Estranho
«Chegamos à capital do país para descontar um cheque. Quando os arquitectos da nossa República escreveram as magníficas palavras da Constituição e da Declaração de Independência, assinaram uma nota promissória, que seria herdada por todos os americanos. Essa nota promissória era uma promessa de que todos os homens, sim, homens negros e brancos, teriam garantidos os direitos inalienáveis da vida, da liberdade e da busca da felicidade. Hoje é claro que os Estados Unidos não cumpriram essa nota promissória em relação aos cidadãos negros. Viemos recolher esse cheque, um cheque que nos dará as riquezas da liberdade e a segurança da justiça.» Mais de meio século depois de Martin Luther King ter proferido estas palavras, não só o cheque continua por descontar como, por mais juros que sejam cobrados, poderá alguma vez cobrir o sangue derramado.
A semelhança do que se passa hoje nos EUA, na sequência do assassinato de um homem negro, George Floyd, por um polícia branco, Derek Chauvin, em Minneapolis, com a luta dos anos sessenta do século passado pelos direitos civis dos negros, termina no entanto nessa imensa dívida que não pára de aumentar.

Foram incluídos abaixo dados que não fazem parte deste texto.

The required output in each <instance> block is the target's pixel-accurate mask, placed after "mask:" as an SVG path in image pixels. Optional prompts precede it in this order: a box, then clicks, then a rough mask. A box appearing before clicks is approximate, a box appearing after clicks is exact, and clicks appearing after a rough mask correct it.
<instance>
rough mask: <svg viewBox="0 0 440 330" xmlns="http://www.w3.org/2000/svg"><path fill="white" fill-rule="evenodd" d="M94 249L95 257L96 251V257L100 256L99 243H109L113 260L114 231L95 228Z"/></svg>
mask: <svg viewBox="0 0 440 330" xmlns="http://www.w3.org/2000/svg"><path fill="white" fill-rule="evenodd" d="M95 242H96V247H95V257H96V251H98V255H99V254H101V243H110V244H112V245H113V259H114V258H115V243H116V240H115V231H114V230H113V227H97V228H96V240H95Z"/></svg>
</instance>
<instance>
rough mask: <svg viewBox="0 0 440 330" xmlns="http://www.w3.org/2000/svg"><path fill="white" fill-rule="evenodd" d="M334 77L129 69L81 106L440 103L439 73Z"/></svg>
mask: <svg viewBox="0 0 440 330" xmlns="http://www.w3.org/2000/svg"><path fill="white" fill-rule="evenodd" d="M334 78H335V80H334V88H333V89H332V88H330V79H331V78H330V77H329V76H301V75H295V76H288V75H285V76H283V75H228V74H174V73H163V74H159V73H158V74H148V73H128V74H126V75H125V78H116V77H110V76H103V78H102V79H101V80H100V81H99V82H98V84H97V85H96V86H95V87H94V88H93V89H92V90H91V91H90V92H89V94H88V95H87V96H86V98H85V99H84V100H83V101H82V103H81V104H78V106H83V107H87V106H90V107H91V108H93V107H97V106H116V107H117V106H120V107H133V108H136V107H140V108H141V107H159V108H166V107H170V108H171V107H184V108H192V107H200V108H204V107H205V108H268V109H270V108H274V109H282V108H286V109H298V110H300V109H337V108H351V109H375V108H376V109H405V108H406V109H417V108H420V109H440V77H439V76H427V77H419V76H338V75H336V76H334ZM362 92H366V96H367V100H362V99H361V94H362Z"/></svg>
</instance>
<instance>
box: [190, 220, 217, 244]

A marcha que em Agosto de 1963 levou a Washington duzentas e cinquenta mil pessoas, negras e brancas, clamando por liberdade, trabalho, justiça social e pelo fim da segregação racial, pautou-se pela organização e pela forma pacífica como decorreu. Não houve conflitos nem distúrbios, como alguns temiam, que pusessem em causa a aprovação da legislação dos direitos civis, então para aprovação no Congresso.
Já os acontecimentos da última semana parecem cada vez mais envoltos numa nebulosa teia de interesses. Não que haja alguma coisa de estranho no facto de a bestialidade do assassínio de Floyd, transmida para todo o mundo, suscitar a mais viva indignação, e que as pessoas se mobilizem exigindo a Justiça que há muito escasseia. Não, não é isso. O que é estranho é a transformação de manifestações pacíficas durante o dia em vandalismo puro e duro durante a noite; o que é estranho é a existência de grupos organizados que se deslocam de cidade em cidade para provocar distúrbios; o que é estranho é que de repente as mais diversas entidades e empresas se mostrem tão empenhadas em tomar partido; o que é estranho é que se noticie e amplie hoje o que é costume escamotear; o que é estranho é que um chefe da polícia mande calar o presidente, por mais incendiário que este seja...
É como se os EUA estivessem por estes dias a provar o próprio veneno das «revoluções coloridas» ou das «primaveras» que promovem pelo mundo. Será? E a quem interessa isso? Parafraseando Luther King, «o que me preocupa não é o grito dos maus, mas o silêncio dos bons».